Okay—the news media tells us that we’re either in a recession or just about to go into one. If a physician believes this, should it influence his/her portfolio choices?
“Of course, if you want to preserve and grow your portfolio optimally,” is what most financial educators would say. What’s surprising is that the solution isn’t even hard. Instead of the antiquated “Go West young man,” it’s the updated, “Go basic young person.”
What could be more basic than cash? When the market drops, dollars in hand can pay the bills without having to sell assets at a discounted price. The cash can be either from a steady salary for those who work or in a reserve as part of an overall portfolio for retired individuals.
Although dollars can earn interest in a money market fund, short term high quality bonds are another way to go because traditionally they pay more interest than a money market. For example, the Vanguard Federal Money Market (VMFXX) had a yield of 3.19% as of 12/31/07 while the Vanguard Short-Term Investment-Grade Investor Shares (VFSTX) has a yield of 4.22% based on the last 30 days. The current yield may vary on either. For those in a higher tax category, the Vanguard Limited-Term Tax-Exempt Investor Shares (VMLTX) had a yield of 2.99% based on the last 30 days, though the current yield may vary here too.
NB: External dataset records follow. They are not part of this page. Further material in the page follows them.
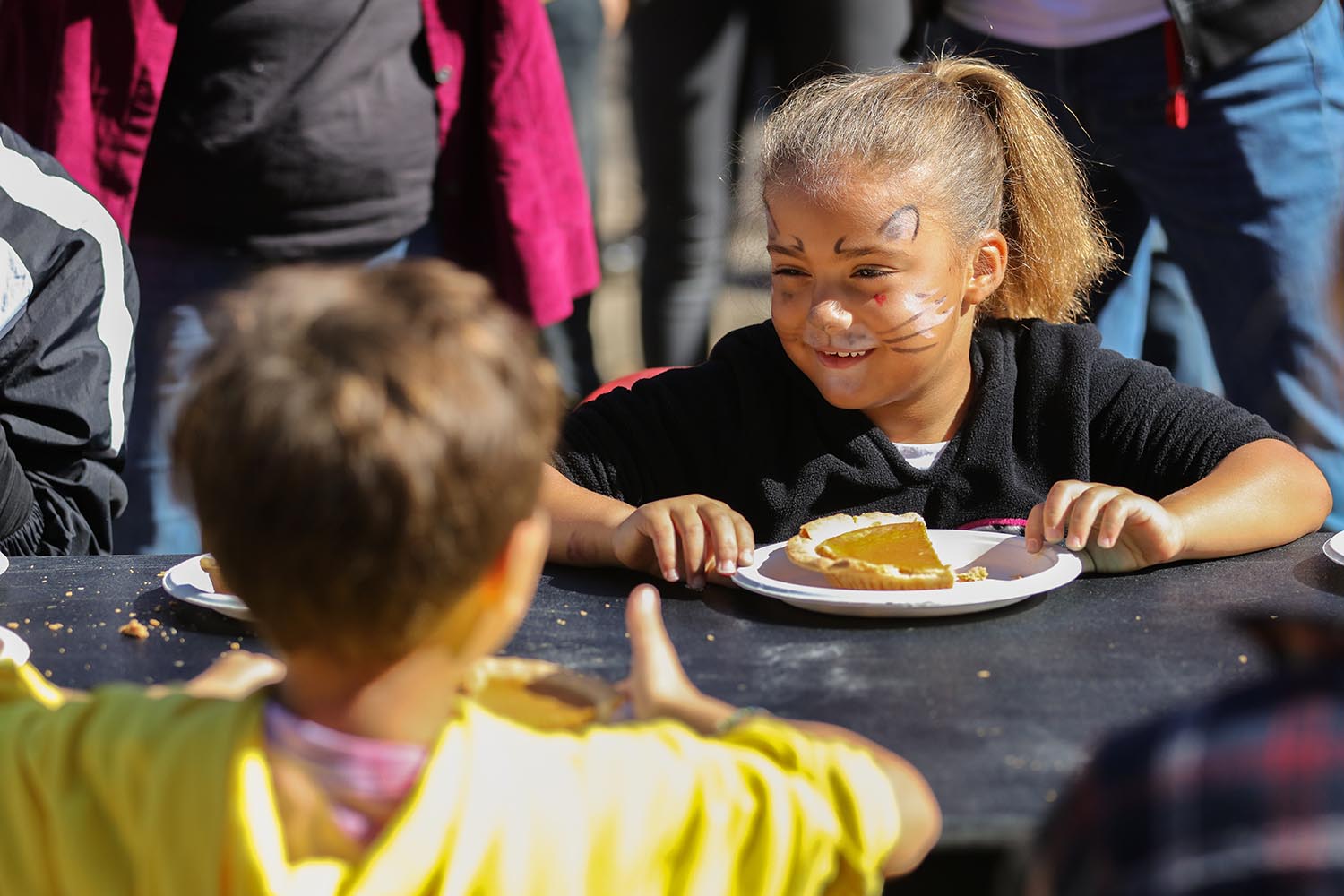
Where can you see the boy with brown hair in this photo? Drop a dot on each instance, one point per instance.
(386, 430)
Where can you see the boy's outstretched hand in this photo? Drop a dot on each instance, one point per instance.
(658, 686)
(1112, 528)
(683, 538)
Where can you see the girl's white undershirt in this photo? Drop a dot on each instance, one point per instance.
(921, 455)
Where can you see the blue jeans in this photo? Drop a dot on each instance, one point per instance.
(1247, 198)
(177, 288)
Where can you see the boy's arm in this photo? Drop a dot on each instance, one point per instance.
(659, 688)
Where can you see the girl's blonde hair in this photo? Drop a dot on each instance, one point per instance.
(978, 145)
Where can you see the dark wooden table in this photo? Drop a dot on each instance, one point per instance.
(995, 708)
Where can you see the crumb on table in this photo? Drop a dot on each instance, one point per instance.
(134, 629)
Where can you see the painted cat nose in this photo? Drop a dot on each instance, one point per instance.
(830, 314)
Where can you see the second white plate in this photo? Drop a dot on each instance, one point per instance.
(190, 583)
(1013, 575)
(1335, 547)
(13, 648)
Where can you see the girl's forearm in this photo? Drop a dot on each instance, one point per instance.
(582, 521)
(1260, 495)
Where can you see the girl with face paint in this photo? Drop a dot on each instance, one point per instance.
(930, 242)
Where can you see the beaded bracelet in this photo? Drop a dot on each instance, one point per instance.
(737, 718)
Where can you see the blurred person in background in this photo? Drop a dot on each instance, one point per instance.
(1215, 137)
(691, 67)
(226, 136)
(582, 30)
(67, 311)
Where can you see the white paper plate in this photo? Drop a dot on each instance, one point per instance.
(190, 583)
(1335, 548)
(1013, 575)
(13, 648)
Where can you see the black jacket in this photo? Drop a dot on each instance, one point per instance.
(1214, 32)
(67, 308)
(749, 429)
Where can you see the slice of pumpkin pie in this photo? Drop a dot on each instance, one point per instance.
(873, 551)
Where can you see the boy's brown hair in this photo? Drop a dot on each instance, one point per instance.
(978, 144)
(359, 445)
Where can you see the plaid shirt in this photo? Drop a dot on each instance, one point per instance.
(1244, 794)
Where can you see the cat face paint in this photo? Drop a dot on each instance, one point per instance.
(868, 304)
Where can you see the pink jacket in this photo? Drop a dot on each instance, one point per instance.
(82, 80)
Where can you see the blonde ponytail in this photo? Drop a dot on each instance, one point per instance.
(978, 144)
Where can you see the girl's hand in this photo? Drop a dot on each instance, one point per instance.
(658, 685)
(685, 538)
(1115, 530)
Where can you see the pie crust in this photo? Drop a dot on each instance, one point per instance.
(540, 694)
(917, 564)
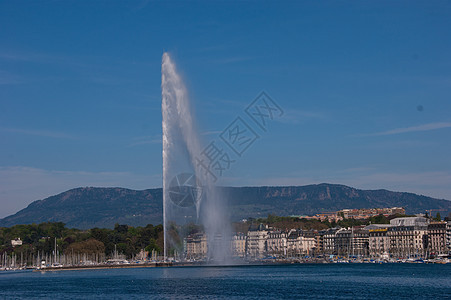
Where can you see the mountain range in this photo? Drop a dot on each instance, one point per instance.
(89, 207)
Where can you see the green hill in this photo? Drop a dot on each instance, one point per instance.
(103, 207)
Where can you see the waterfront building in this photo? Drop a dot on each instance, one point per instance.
(256, 245)
(448, 236)
(329, 247)
(436, 244)
(16, 242)
(351, 242)
(277, 243)
(410, 221)
(195, 246)
(407, 241)
(239, 244)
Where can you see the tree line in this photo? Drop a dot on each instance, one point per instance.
(40, 238)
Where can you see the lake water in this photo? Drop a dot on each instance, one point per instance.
(334, 281)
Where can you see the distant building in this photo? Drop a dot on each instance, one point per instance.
(277, 243)
(352, 242)
(410, 221)
(408, 241)
(16, 242)
(448, 236)
(256, 241)
(365, 213)
(437, 238)
(195, 246)
(239, 245)
(329, 242)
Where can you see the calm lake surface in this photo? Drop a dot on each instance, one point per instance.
(334, 281)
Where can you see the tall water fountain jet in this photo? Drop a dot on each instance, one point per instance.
(189, 195)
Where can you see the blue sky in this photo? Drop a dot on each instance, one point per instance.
(365, 87)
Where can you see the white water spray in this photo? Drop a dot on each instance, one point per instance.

Buying something everyone needs, rather than just wants, is a good idea too. This is because discretionary spending does fall off in hard times. But, everybody needs the basics. The chart above illustrates this powerfully. Since October 2007, Consumer Discretionary SPDR (XLY) dropped 12% and Consumer Staples SPDR (XLP) remained relatively level. The expense ratio of both XLY and XLP is 0.23%. Each has a low turnover of 6%.
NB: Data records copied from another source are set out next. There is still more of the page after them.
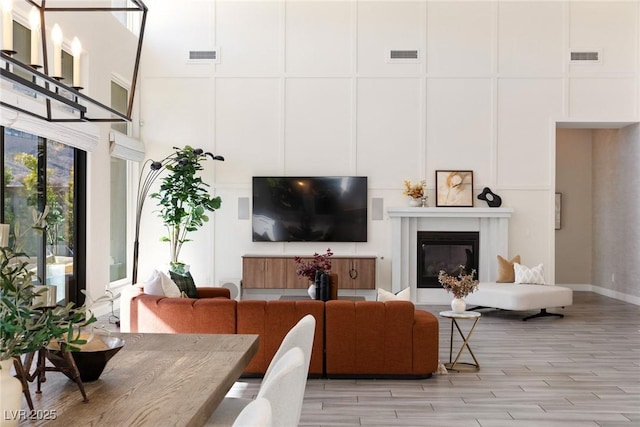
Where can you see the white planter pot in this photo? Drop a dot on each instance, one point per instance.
(458, 305)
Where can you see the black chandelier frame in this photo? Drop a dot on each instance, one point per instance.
(54, 90)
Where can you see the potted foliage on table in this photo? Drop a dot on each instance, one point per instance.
(310, 269)
(25, 327)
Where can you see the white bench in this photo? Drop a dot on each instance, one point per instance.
(519, 297)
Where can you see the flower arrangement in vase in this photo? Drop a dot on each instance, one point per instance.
(308, 269)
(460, 286)
(415, 193)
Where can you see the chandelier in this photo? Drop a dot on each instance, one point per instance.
(37, 88)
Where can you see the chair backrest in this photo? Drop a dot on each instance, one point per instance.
(284, 389)
(301, 335)
(256, 414)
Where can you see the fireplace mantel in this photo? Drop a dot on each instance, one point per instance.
(491, 223)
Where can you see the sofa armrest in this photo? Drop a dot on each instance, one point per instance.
(425, 341)
(205, 292)
(158, 314)
(373, 338)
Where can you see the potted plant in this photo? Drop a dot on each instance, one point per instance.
(25, 327)
(415, 193)
(460, 286)
(309, 269)
(183, 198)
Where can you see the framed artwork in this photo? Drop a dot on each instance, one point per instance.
(454, 188)
(558, 210)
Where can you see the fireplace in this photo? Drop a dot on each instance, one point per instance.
(445, 250)
(491, 224)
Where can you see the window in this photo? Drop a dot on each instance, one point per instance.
(120, 173)
(119, 101)
(118, 263)
(45, 178)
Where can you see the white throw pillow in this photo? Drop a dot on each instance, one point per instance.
(169, 286)
(403, 295)
(153, 285)
(533, 275)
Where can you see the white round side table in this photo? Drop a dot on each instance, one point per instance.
(455, 364)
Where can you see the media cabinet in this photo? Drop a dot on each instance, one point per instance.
(279, 272)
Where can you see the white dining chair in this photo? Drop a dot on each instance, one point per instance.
(256, 414)
(284, 389)
(300, 335)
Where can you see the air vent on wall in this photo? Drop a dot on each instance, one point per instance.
(204, 55)
(403, 55)
(583, 56)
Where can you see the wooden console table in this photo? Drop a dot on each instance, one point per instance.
(279, 272)
(156, 379)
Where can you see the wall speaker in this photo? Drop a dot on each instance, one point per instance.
(234, 285)
(243, 208)
(377, 208)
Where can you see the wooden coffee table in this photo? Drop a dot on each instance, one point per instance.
(156, 379)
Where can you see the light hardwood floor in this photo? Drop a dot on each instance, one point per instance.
(582, 370)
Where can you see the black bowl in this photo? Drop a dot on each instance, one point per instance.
(90, 362)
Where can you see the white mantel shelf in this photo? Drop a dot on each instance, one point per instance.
(420, 212)
(406, 222)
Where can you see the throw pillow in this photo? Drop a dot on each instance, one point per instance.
(533, 275)
(171, 290)
(185, 283)
(506, 273)
(153, 285)
(403, 295)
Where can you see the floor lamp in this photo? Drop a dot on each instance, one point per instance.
(151, 170)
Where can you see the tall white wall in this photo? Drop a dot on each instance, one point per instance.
(303, 87)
Vanguard Consumer Staples ETF* (VDC) is another play in this area. It consists of every size stock and includes, according to its own description, “manufacturers and distributors of food, beverages, and tobacco, as well as producers of nondurable household goods and personal products.” It is not diversified just as XLP and XLY are not. The expense ratio is 0.22% with a turnover of 12%. Though XLP and VDC are not guaranteed to make money during a recession, they are also less likely to lose it. This is important because money lost needs to be regained to make the portfolio whole again. If the loss, the drawdown, is 50%, the gain needs to be 100% to come back to sum zero.
Another way to go basic is to invest in large US stock indexes, for example, Vanguard 500 Index Investor Shares (VFINX); expense 0.15% and turnover 5.5%. This is because they are better suited to withstand tight money, varying earnings, and uncertainly for the future than smaller stocks. These are companies with strong balance sheets, a seasoned business plan and a long track record. What could be more basic than that? In addition, 35% of large US stocks have business abroad, another advantage in a US recession.
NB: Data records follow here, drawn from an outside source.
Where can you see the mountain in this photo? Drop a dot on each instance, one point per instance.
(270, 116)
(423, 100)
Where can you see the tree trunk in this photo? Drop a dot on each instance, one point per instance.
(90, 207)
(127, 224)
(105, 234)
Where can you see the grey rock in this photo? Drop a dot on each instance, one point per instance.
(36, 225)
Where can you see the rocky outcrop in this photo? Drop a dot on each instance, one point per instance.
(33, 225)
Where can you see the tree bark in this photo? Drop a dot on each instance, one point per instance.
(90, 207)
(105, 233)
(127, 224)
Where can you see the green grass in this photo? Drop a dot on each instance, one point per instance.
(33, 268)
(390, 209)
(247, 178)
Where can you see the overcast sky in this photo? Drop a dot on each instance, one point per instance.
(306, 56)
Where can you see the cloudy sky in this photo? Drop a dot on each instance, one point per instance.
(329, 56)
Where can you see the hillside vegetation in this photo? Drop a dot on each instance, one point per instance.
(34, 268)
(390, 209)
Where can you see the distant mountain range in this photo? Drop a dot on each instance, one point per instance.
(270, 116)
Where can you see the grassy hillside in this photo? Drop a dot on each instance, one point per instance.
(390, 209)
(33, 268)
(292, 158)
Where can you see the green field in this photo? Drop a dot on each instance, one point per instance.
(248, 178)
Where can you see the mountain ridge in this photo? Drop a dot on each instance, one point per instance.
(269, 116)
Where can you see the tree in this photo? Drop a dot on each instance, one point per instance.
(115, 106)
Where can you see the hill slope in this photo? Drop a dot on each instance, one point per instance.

This is because other countries need not be affected by our recession or at least not to the same degree as we are. We export to other countries and as our dollar slips, as it has, our product is more appealing to foreigners because it is less expensive for them. If they buy more from us for this reason, it can only help us. Therefore, increasing international exposure may be helpful. An example of a broad international index fund is Vanguard Total Intl Stock Index Investor Shares (VGTSX). It is composed of three underlying Vanguard funds.
If doing all or some of the above sounds a bit daunting, things may not be as difficult as they seem. Although it’s true the news is blasting recession, in part because it gets our attention, we have not met the criteria for this potential unpleasant event according to one commonly used definition. It is: recession is a decline in a country's gross domestic product (GDP) for two or more successive quarters.
Our GDP is not there yet, thank you. It rose a 0.6% annualized rate last quarter and had a 4.9% gain in the third quarter. With interest rates declining, the GDP could rise above 0.6% this quarter rather than going lower. If so, we won't meet the measure for recession as given above.
Uncertainty regarding a looming recession is painful. But, knowing what to do, if we think it will happen, makes it less so. As Warren Buffet says, “Look at market fluctuations as your friend rather than your enemy; profit from folly rather than participate in it.”